Çocuk, mutlu, anladığım kadarıyla çok mutlu. Zaten o kendinden/olduğu şeyden/hissettiklerinden kaçmadı; biseksüeldi, yani zaten istediği şeylerden biri de buydu, o yüzden bu kadar mutlu.

Beni kötü yapan, tekrar aşık olması değil, aşkı bulması oldu belki en önce. Sonra, neden aşkı bulduğunu anlamış olmam belki de.

Daha blogu açalı çok olmadı ama, önceki yazılarımı okuyanlar bilir benim neredeyse tüm depresif yazılarımın Çocuk koktuğunu. Ama onun kötülüğünü ben istemedim ki hiç. Evet, çok kıskandım, o da beni çok kıskandı; ama kötü şeyler düşünmedik hiç, sinir halinde kötü konuşsak da birbirimize...

Çocuk aşık olsun, sevsin, sevilsin; mutlu olsun. Ben çok değer veriyorum ona, biliyorum ki o da bana çok değer veriyor; yaptıklarının hiçbirini benim canımı yakmak için yapmıyor, istemez çünkü ben üzüleyim, bu kadar ağlayayım.

Üzüldüm, çünkü veremediklerimi, yaşatamadıklarımı gördüm. Belki de Türkiye'de kaldığım müddetçe, yaşayamayacaklarımı ve de.

Ve bilmemkaç senedir kendimle ciddi anlamda barışmışken, bir blogmania'ya gidip, İstanbuldaki beni hiç görmemiş bloggerlara işte bu benim deme cesaretine sahip olabilmişken; tekrar olduğum şeye küsmek, kendimi bu yüzden yaralamak koydu belki de bu kadar.

Kötü olmayacağım dedim de, oldum yine. Ama geçer, geçiyor biliyorum çünkü.

Seviyorum ben sizi, telaşlandırdım belki tek bir cümlemle bile; özürler ve kocaman öpücükler arayan, soran, mail atan, yorum yapan herkese.

Sanal alemden dost mu bulunurmuş diyenlere de, selam & kapak olsun.

Damlo dedi ki...

sen bana verilen en güzel -sanal- hediyelerden birisin.
ama nolduu sanal yetmedi bizee nolduuuu kaynaşıverdik işteee

feanor dedi ki...

//eğreltim: tanışır tanışmak kaynaştık kiii :)
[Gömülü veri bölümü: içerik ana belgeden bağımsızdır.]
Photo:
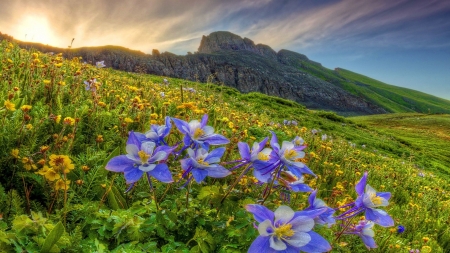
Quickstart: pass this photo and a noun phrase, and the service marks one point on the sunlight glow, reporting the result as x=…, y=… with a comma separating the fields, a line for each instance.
x=35, y=28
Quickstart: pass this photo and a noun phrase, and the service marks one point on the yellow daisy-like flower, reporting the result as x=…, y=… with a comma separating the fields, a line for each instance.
x=28, y=164
x=62, y=184
x=9, y=106
x=25, y=108
x=69, y=121
x=57, y=119
x=43, y=170
x=61, y=163
x=15, y=153
x=51, y=175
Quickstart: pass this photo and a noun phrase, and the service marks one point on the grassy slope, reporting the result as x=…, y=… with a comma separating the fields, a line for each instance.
x=392, y=98
x=427, y=135
x=418, y=203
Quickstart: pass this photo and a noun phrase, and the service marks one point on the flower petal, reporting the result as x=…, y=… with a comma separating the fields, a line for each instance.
x=119, y=163
x=260, y=213
x=260, y=244
x=317, y=244
x=380, y=217
x=161, y=172
x=132, y=175
x=283, y=215
x=361, y=185
x=265, y=228
x=199, y=174
x=299, y=239
x=277, y=244
x=215, y=155
x=244, y=150
x=217, y=171
x=302, y=224
x=182, y=125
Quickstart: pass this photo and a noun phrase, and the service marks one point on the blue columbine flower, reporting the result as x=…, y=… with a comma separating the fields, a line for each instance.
x=157, y=133
x=198, y=134
x=368, y=199
x=325, y=218
x=288, y=180
x=142, y=157
x=100, y=64
x=286, y=231
x=201, y=164
x=364, y=229
x=366, y=202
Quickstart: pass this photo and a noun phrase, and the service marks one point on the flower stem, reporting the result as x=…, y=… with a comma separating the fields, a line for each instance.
x=235, y=183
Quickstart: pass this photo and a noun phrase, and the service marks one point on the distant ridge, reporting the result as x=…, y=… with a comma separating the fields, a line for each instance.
x=227, y=58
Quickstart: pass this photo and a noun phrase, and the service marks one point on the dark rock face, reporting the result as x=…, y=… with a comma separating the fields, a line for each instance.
x=229, y=59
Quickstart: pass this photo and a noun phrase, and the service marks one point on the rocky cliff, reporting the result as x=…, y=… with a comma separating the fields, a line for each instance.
x=237, y=62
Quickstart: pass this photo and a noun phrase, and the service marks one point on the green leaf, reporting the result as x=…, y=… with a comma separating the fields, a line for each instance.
x=53, y=237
5 cm çıktıysam bugün yanında olmamın payı büyüktür :) Gelmişim iyi ki di mi :)

Damlo dedi ki...

ebeet iyi ki gelmişsin hayatımaaa ve hayatımızaa. her şey süper olacak trust me beybi.

Cimbakuka dedi ki...

Seviyoruz kardeşim seni.

Kim ne derse desin salla gitsin, sıkma canını ;)

feanor dedi ki...

//eğrelti: :)))))

//cimbakuka: öpüyorum deyince hala nereden diyorsunuz ama :P

Evren dedi ki...

tanışmak gerekmez ki kaynaşmak için, kim demiş birbirini anlamak için karşı karşıya gelmek gerektiğini. güzel yürek çık bakayım şimdi bir 5 cm daha yukarı. görebileyim seni. öpebileyim yanaklarından. sarılabileyim sana. aferinnnn...

feanor dedi ki...

//evren: çıktım. 10 cm oldu. Hepten çıkayım, toparlanayım istiyorum biraz.

çok ama çok sağol... :)

efsa dedi ki...

kimbilir belki bir gün bizim de yollarımız kesişir de aynı masada kadeh kaldırmanın ve gülmenin zevkini yaşarız.

Hem sor bak erdemlere buraklara benim olduğum masada kahkahalar eksik olmaz diyeyim :)

Sade dedi ki...

iyi olur iyi olur inşallah!
http://takipteyiz.blogspot.com/2009/03/euphoria-of-soul.html

iyi hafta sonları!

y. dedi ki...

bir yazı aynı anda nasıl hem huzur ve acı verir.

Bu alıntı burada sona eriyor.